I ran into a little problem with my Spark Scala script. Basically I have raw data which I am doing aggregations on and after grouping and counting etc I want to save the output to a specific JSON format.
EDIT:
I tried to simplify the question and rewrote it:
When I select data from the source dataframe with an Array[org.apache.spark.sql.Column]
where the column names have aliases, then using column names (or indeed indices) as variables when trying to map the rows to a case class, then I get a "Task not serializable" exception.
var dm = sqlContext.createDataFrame(Seq((1,"James"),(2,"Anna"))).toDF("id", "name")
val cl = dm.columns
val cl2 = cl.map(name => col(name).as(name.capitalize))

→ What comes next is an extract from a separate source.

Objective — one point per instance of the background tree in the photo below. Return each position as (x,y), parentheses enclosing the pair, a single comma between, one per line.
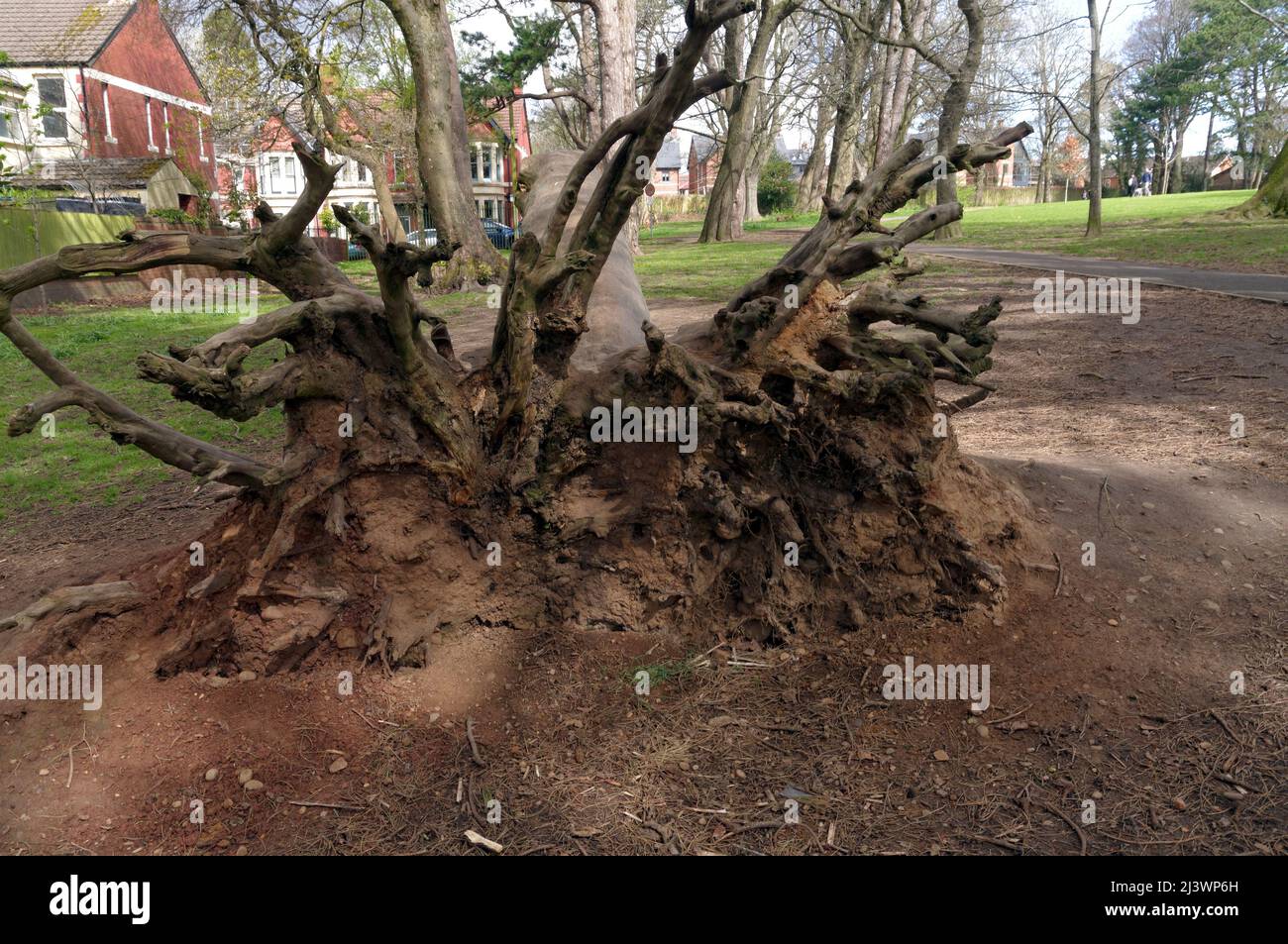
(726,201)
(815,423)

val dm2 = dm.select(cl2:_*)
val n = "Name"
case class Result(Name:String)
val r = dm2.map(row => Result(row.getAs(n))).toDF
And the second part or the question, I actually need the final schema to be an array of these Result
class objects. I still haven't figured out, how to do this as well. The expected result should have a schema like that:
case class Test(var FilteredStatistics: Array[Result])
val t = Test(Array(Result("Anna"), Result("James")))
val t2 = sc.parallelize(Seq(t)).toDF
scala> t2.printSchema
root
|-- FilteredStatistics: array (nullable = true)
| |-- element: struct (containsNull = true)
| | |-- Name: string (nullable = true)
TL;DR:
How to map dataframe rows to a case class object when dataframe columns have aliases and variables are used for column names?
How to add these case class objects to an array?